All tricks involve semblance and deception, but also scepticism (even, or perhaps especially, on the part of the performer) so that unmasking (providing a glimpse of the sacred as it were via critique) is part of the process, just as putting the clever beautiful masks on again refictionalises the world. Taussig is not deceiving himself or his reader, as when he might be accused of being ‘romantic’ (as opposed to carrying out worthy, boring, useful work). He knows, from Nietzsche, ‘not to labor under the illusion of eliminating trickery on the assumption that there is some other world out there beyond and bereft of trickery. The trick will always win, especially when exposed.’ So ficto-critical, as we say in Australia, his text flip-flops between the magic of a real world defamiliarised, and the counter-magic of critique, or theory, doing the equally sexy work of unveiling.

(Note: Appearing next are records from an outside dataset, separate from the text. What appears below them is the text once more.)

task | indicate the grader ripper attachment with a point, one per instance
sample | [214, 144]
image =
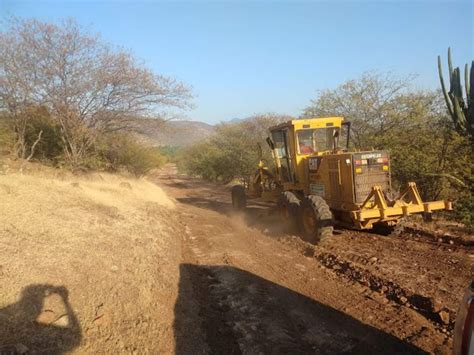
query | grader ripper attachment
[317, 182]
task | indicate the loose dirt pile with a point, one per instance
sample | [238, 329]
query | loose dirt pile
[88, 264]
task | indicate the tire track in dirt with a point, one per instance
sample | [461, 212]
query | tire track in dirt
[365, 292]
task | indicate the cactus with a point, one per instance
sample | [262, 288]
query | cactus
[460, 107]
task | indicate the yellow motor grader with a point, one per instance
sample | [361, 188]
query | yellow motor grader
[317, 182]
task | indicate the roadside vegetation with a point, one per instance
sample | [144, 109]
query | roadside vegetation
[68, 99]
[386, 112]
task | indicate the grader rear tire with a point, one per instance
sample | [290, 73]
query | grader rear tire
[315, 219]
[288, 205]
[239, 199]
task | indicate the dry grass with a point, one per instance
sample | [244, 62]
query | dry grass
[109, 240]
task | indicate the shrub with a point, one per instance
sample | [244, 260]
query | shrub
[122, 151]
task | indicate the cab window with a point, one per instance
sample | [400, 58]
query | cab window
[315, 140]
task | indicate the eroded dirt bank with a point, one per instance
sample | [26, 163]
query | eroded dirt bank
[254, 288]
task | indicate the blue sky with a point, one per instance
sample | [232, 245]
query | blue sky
[244, 58]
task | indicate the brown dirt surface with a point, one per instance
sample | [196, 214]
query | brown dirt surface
[105, 264]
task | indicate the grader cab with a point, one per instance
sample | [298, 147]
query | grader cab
[316, 182]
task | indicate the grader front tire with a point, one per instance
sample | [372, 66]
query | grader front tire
[315, 219]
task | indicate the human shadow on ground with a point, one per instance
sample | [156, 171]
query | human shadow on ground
[41, 322]
[226, 310]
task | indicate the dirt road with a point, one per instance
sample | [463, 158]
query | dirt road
[246, 286]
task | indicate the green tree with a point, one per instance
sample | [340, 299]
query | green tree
[232, 152]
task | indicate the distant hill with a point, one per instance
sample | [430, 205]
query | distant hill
[177, 133]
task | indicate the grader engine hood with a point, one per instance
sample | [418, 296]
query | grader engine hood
[370, 169]
[347, 179]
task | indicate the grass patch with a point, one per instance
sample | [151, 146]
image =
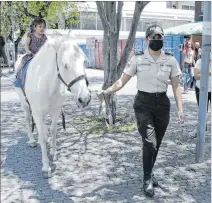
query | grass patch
[97, 125]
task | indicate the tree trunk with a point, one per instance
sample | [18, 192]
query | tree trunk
[139, 6]
[111, 21]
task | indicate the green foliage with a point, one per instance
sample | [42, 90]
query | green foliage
[96, 125]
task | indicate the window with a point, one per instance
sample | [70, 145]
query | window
[88, 20]
[185, 7]
[191, 7]
[128, 23]
[171, 4]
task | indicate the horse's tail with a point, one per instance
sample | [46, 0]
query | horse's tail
[63, 120]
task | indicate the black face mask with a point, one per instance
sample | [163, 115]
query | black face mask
[155, 45]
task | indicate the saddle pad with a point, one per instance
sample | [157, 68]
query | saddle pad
[21, 76]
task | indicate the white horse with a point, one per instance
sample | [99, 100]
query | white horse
[59, 63]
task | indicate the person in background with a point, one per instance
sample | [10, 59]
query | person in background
[198, 51]
[188, 64]
[35, 40]
[197, 56]
[2, 50]
[197, 75]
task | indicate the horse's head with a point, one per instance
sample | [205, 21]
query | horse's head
[70, 61]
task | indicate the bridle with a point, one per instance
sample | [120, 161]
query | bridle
[81, 77]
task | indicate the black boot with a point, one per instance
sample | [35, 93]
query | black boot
[147, 167]
[154, 181]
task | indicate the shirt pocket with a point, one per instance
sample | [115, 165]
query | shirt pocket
[165, 72]
[143, 67]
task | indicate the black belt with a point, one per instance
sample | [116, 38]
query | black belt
[156, 94]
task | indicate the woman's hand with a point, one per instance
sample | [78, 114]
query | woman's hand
[181, 117]
[116, 86]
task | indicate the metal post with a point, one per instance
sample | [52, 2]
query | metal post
[206, 47]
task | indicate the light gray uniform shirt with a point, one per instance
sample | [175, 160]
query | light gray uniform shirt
[153, 76]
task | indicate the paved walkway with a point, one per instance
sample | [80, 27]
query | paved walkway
[97, 165]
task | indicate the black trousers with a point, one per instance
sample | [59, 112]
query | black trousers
[3, 54]
[153, 114]
[197, 96]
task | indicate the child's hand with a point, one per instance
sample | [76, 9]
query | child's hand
[30, 53]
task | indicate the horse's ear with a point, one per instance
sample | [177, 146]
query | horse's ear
[71, 35]
[55, 41]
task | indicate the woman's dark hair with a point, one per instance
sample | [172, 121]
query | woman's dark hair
[37, 21]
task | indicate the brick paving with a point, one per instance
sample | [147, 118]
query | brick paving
[95, 165]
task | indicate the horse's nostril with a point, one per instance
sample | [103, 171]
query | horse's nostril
[80, 100]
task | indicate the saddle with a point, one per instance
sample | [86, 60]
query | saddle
[21, 76]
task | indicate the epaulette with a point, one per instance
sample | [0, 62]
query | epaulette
[167, 53]
[139, 53]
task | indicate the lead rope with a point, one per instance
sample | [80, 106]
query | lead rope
[30, 110]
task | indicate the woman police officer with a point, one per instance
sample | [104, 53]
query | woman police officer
[153, 68]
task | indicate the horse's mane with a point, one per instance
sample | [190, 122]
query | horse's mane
[56, 40]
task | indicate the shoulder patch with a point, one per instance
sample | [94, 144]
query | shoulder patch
[167, 53]
[139, 53]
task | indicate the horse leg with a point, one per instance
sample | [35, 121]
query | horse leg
[42, 130]
[32, 141]
[53, 131]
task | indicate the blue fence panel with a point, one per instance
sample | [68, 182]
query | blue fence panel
[90, 53]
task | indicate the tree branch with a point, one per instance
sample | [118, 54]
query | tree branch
[119, 14]
[139, 6]
[26, 11]
[102, 15]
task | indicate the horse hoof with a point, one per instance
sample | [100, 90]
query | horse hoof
[32, 144]
[54, 155]
[47, 174]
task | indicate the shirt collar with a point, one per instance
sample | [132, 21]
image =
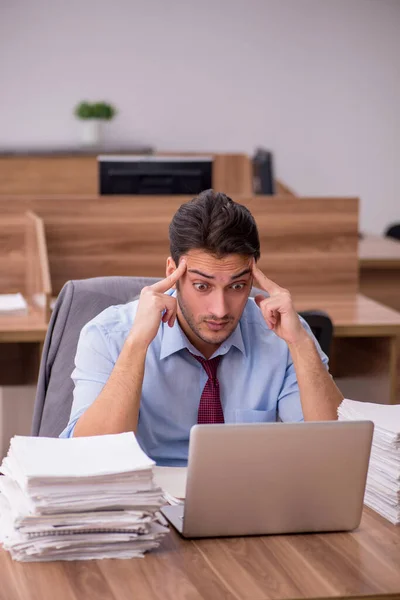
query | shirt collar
[173, 339]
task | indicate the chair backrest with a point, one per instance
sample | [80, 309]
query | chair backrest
[78, 303]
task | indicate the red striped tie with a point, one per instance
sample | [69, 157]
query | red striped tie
[210, 408]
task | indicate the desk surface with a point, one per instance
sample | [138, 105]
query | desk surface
[365, 562]
[23, 328]
[378, 252]
[355, 316]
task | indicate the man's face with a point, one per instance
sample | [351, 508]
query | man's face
[212, 294]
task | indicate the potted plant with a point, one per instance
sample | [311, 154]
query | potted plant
[93, 114]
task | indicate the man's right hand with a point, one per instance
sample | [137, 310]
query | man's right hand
[156, 306]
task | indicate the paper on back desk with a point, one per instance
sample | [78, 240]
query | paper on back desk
[172, 480]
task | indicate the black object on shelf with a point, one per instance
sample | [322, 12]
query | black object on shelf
[393, 231]
[156, 175]
[263, 176]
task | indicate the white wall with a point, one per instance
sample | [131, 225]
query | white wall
[317, 81]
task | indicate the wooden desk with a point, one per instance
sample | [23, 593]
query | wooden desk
[25, 269]
[365, 345]
[364, 562]
[379, 261]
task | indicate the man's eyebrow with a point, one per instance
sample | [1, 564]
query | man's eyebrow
[241, 274]
[200, 273]
[244, 272]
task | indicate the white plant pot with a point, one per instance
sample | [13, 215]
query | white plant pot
[91, 132]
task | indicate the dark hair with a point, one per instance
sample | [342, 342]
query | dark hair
[214, 223]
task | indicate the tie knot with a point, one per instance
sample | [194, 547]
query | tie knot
[210, 366]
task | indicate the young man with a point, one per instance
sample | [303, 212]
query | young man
[195, 347]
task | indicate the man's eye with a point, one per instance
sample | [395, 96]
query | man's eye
[201, 287]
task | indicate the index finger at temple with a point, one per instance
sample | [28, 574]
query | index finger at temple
[264, 282]
[165, 284]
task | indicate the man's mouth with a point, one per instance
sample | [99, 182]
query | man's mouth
[217, 325]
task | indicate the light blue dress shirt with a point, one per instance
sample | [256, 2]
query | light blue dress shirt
[256, 377]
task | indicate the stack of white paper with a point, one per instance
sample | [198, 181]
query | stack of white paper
[13, 304]
[383, 482]
[79, 498]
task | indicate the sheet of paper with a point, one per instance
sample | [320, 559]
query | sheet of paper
[172, 480]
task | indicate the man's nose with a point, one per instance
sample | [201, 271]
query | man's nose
[218, 305]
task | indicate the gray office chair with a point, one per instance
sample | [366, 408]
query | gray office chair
[79, 302]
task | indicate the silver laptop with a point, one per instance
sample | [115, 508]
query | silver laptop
[270, 478]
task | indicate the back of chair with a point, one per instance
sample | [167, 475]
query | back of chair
[78, 302]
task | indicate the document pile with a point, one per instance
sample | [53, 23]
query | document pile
[79, 498]
[383, 482]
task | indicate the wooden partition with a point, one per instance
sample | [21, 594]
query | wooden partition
[307, 244]
[24, 268]
[78, 174]
[24, 265]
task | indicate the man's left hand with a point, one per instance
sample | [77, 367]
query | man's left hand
[278, 310]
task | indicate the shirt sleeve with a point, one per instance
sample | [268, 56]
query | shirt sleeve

Talking of a Zande witch doctor, Taussig describes the ecstatic dancing, the blood flying from body gashes, the horns full of medicines he imbibes: ‘he kicks up his leg if annoyed by the slackness of the chorus of young boys and may shoot black beetles into them. The spectators throw their questions concerning the witchcraft bothering them. Back and forth, question and answer, another circle is being traced as the doctor leaps and swirls through the heat of the day … He dances the questions that are put to him.’ So I have a question for Dr Taussig: ‘I am worried by the effectiveness of transgression today. I know you see it as the window to the sacred, but it is also in the acts of corruption, ever more daring, of our leaders, those we should trust’. The doctor spins away; what will he answer? He comes back to scare the wits out of me by wearing a John Howard mask, like the ones we see in demos, and says: ‘“Trust” was the slogan I used to win the last election!’